When law-enforcers turned rogue

When law-enforcers turned rogue

The conviction of 47 police personnel by a special CBI court in Lucknow for killing 10 Sikh pilgrims in Pilibhit, Uttar Pradesh, in a fake encounter in 1991 stands out for many reasons. A busload of pilgrims travelling from Gurdaspur in Punjab were stopped by the police personnel, 11 men were taken away to a forest and shot dead. It was passed off as an encounter with Sikh terrorists. One body was never recovered. Back then, Punjab was reeling under Khalistani terrorism. There was a suspicion that terrorists were active in the area. The Pilibhit police used it as a pretext to kill so many people in cold blood. These were similar to the indiscriminate killings being carried out by Khalistani terrorists. It was a case of law-enforcement personnel imitating the style and culture of law-breakers. This is a psychological and behavioural trap which law-enforcers should take care to avoid.
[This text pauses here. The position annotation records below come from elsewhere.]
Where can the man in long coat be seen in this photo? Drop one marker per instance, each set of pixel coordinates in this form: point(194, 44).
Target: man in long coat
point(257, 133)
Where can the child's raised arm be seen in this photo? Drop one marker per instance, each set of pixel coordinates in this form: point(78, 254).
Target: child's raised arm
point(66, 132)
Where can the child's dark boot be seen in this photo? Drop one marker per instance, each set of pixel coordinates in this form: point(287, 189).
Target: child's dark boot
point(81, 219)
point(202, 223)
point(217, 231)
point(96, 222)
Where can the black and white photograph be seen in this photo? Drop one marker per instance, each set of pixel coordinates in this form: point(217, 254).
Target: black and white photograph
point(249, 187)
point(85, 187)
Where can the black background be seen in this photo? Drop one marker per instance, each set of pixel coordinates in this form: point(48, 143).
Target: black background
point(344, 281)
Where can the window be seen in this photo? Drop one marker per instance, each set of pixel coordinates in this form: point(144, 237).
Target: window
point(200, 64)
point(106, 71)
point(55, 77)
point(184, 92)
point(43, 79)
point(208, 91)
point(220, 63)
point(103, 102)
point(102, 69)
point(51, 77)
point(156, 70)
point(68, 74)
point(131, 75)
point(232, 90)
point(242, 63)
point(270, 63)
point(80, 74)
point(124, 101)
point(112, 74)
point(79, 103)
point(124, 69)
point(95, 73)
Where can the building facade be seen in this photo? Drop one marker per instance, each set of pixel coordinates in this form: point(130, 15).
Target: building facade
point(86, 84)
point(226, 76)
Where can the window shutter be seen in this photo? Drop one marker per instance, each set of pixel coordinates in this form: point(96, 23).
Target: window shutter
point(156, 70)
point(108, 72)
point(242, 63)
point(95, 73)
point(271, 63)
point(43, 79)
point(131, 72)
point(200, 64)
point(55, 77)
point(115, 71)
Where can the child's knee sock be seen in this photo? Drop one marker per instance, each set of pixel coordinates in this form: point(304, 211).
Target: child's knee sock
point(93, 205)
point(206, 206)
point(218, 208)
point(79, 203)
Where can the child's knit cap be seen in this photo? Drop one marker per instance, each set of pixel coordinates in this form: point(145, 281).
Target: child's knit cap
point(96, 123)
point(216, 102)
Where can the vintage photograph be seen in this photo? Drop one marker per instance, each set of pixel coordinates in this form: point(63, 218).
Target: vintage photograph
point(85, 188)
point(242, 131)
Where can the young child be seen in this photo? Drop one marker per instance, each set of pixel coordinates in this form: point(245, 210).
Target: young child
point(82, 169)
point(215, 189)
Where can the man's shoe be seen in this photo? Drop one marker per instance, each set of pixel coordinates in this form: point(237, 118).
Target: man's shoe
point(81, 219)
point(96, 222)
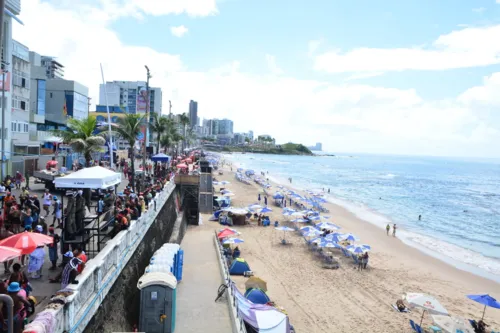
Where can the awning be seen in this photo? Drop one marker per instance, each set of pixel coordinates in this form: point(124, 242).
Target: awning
point(9, 13)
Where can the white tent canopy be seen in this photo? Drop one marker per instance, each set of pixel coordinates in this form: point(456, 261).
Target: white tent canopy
point(93, 177)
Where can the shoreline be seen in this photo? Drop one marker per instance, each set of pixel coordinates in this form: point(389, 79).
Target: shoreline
point(346, 300)
point(407, 236)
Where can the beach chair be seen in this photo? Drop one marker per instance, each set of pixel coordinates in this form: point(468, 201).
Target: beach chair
point(412, 324)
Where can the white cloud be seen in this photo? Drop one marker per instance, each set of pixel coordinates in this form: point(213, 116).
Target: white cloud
point(271, 64)
point(179, 31)
point(347, 117)
point(469, 47)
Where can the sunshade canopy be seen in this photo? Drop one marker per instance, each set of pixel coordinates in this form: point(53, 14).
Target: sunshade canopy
point(93, 177)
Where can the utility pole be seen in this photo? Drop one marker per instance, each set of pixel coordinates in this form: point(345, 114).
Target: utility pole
point(2, 47)
point(146, 135)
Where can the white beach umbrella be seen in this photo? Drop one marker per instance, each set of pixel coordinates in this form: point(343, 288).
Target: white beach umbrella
point(427, 303)
point(452, 324)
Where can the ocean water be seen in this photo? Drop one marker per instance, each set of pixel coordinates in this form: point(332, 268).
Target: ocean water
point(459, 199)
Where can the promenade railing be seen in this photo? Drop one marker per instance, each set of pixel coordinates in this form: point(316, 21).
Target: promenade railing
point(102, 271)
point(237, 321)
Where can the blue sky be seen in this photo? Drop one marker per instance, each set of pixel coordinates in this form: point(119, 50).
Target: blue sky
point(412, 77)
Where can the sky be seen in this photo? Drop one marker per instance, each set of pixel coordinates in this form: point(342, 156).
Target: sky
point(413, 77)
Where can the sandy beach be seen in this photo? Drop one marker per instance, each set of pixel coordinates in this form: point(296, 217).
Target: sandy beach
point(348, 300)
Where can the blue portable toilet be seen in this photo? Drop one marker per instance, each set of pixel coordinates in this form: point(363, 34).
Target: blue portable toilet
point(238, 267)
point(158, 302)
point(257, 296)
point(180, 264)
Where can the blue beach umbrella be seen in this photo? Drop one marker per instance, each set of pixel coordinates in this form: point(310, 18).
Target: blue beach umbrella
point(335, 237)
point(357, 249)
point(329, 244)
point(486, 300)
point(350, 237)
point(327, 225)
point(308, 229)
In fake encounters, it is usually persons accused of crimes or suspects who are killed by the police. In the Pilibhit case, it was innocent people picked up at random who were done to death. There are not many cases like this, except a few where armed forces personnel have killed people and claimed rewards for killing militants. The massacre, committed for no reason, showed how callous and inhuman men in uniform could be, killing people for their sport. Shamefully, a judicial commission appointed by the UP government exonerated all the police men and even said that they deserved commendation. It was the CBI, which investigated the case at the behest of the Supreme Court, that found out the truth and charge-sheeted the police personnel. Out of 57 police personnel charged by the agency, 10 died during the investigation and trial, and others have been punished with life imprisonment. It is rare that so many police personnel are convicted in a single case. It should serve as a warning to the men in the uniformed forces who think nothing of taking the law into their hands and killing or maiming people.
The killings were planned and coordinated at different levels, because the personnel were drawn from different police stations. This would not have been possible without the involvement of officers at higher levels. But no high-level officer was charge-sheeted, and even the court has found this strange. The case typically dragged on for 25 years through investigation and trial, but the consolation is that it ensured some justice was done, though it is not full and total.